Kerr waited in vain for Weatherall to push back. She, like Finch, belonged to the country’s golden circle of chief officers, and Kerr was astonished that Finch could be so offensive to a senior colleague. Mrs Bull must have a very tough time.

‘I’ll probably decide over the weekend,’ he blundered on, ‘in discussion with ministers.’

‘Politicians?’ Kerr was unable to restrain himself. ‘You’re consulting government about the conduct of a police operation? Who? Why?’

This was another red flag to Kerr. Finch’s admission disturbed him as much as the interference of MI5 and MI6 in the interviews of Jibril at Paddington Green. Why should government ministers have any say in the conduct of a counter-terrorist investigation?

‘Just stick to your job, Chief Inspector,’ said Finch.

‘That’s exactly what I was trying to do.’ Kerr was about to challenge the Bull about the wiping of the secret traces from Excalibur, but something about Finch’s boast warned him to hold back.

‘And keep away from things that are bigger than you.’ Finch glared, getting ready to charge again. With limited intelligence but an ego the size of Mars, Finch was known for his slavish subservience to the government of the day. The home secretary flattered him with lunch, called him by his first name and relied on his acquiescence to every assault on public freedom. ‘I don’t want you anywhere near my investigation again.’

‘But Jibril was connected to the suicide bombers.’

‘I’ll be the judge of that.’

‘We believe Ahmed Mohammed Jibril is a
jihadi
who intended to attack us. My officers disrupted him,’ continued Kerr, undeterred. ‘How can you be considering early release? Like I said, even the media are sleeping on the job. Has someone gagged them? Paddington Green is usually leaking like a sieve by now.’

Notorious for cultivating London’s crime reporters in exchange for a sympathetic press, Finch bridled. He turned to Weatherall. ‘Are you sure you didn’t authorise him to go down there?’

‘Certainly not,’ she said, with a glance at Kerr, embarrassed.

‘Ritchie?’

‘No.’

Finch paused to pick a speck of fluff from his jacket. ‘All right, I’ll leave it to you to deal with this internally,’ he said, smoothing his tie. Kerr recognised the signs and groaned inwardly. The Bull was preening himself prior to pulling rank. He leant towards Weatherall, his bloated gut pressing into the table. ‘Enlighten me, Paula.

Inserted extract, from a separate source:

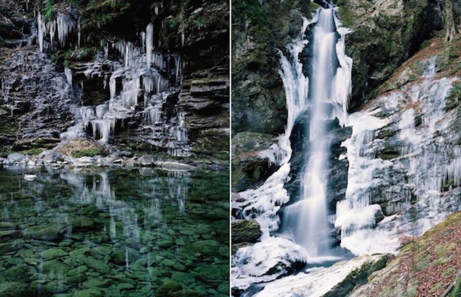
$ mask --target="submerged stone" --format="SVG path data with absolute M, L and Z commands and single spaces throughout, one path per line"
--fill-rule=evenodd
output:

Is it normal for that man to address senior officers in this insubordinate way?’ He spoke as if Kerr was invisible, eyes glinting at Weatherall across the divide. ‘Frankly, I’m surprised. And disappointed. When this is over we need to have a talk about how you run your department.’

‘No,’ interrupted Kerr, with a harsh laugh. ‘The Dragstone thing was my decision alone, because your bloke was being so bloody obstinate and uncooperative.’ Weatherall looked startled but Kerr pressed home the attack. ‘It had nothing to do with Commander Weatherall.’

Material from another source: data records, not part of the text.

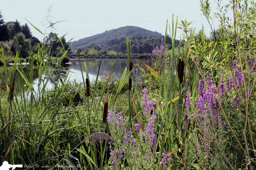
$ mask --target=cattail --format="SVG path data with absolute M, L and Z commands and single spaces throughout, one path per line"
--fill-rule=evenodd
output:
M 178 78 L 180 79 L 180 66 L 181 66 L 181 60 L 180 59 L 178 59 L 178 62 L 177 63 L 178 65 Z
M 107 117 L 108 116 L 108 103 L 105 102 L 104 104 L 104 109 L 103 111 L 103 123 L 106 123 L 107 121 Z
M 87 96 L 90 96 L 90 87 L 89 85 L 89 80 L 88 78 L 86 78 L 86 91 L 87 92 Z
M 129 68 L 129 71 L 130 72 L 132 71 L 132 70 L 133 70 L 133 63 L 132 62 L 131 62 L 130 63 L 130 67 Z M 131 76 L 132 76 L 133 75 L 133 72 L 131 73 Z
M 11 79 L 12 78 L 12 78 L 11 78 Z M 11 90 L 10 93 L 11 93 L 11 101 L 12 101 L 13 99 L 13 93 L 14 93 L 14 85 L 15 83 L 14 82 L 15 82 L 15 76 L 13 76 L 13 81 L 12 82 L 12 88 Z
M 5 121 L 5 125 L 6 125 L 7 124 L 7 118 L 6 117 L 6 116 L 5 116 L 5 117 L 4 118 L 4 120 Z
M 22 139 L 23 140 L 25 140 L 25 128 L 23 128 L 22 129 Z
M 134 116 L 136 116 L 136 115 L 137 115 L 137 114 L 136 114 L 136 112 L 134 111 Z M 138 123 L 138 122 L 137 121 L 137 118 L 135 118 L 135 122 L 136 123 Z
M 104 104 L 104 108 L 103 110 L 103 118 L 102 121 L 103 123 L 106 123 L 107 121 L 107 117 L 108 116 L 108 91 L 109 90 L 109 86 L 108 86 L 108 93 L 107 94 L 107 101 Z
M 132 79 L 129 78 L 129 90 L 132 90 Z
M 154 106 L 154 111 L 156 111 L 156 104 L 155 104 Z M 153 114 L 153 110 L 151 110 L 151 111 L 150 111 L 150 113 L 151 114 L 151 115 L 152 115 Z
M 183 76 L 184 75 L 184 61 L 181 62 L 180 74 L 180 83 L 183 83 Z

‘Shut it,’ was all Finch could say.

‘And for what it’s worth, I don’t want you insulting my boss in front of me.’ The Bull was getting excited again, as if enraged by his own red tie. ‘It’s inappropriate,’ continued Kerr, ‘overbearing and ignorant. She’s trying to reform things, make us all work together.’ Kerr was amazed to hear himself defending the woman who had beaten him up twice in as many days. ‘Christ, we’re supposed to be protecting the public, not fighting each other.’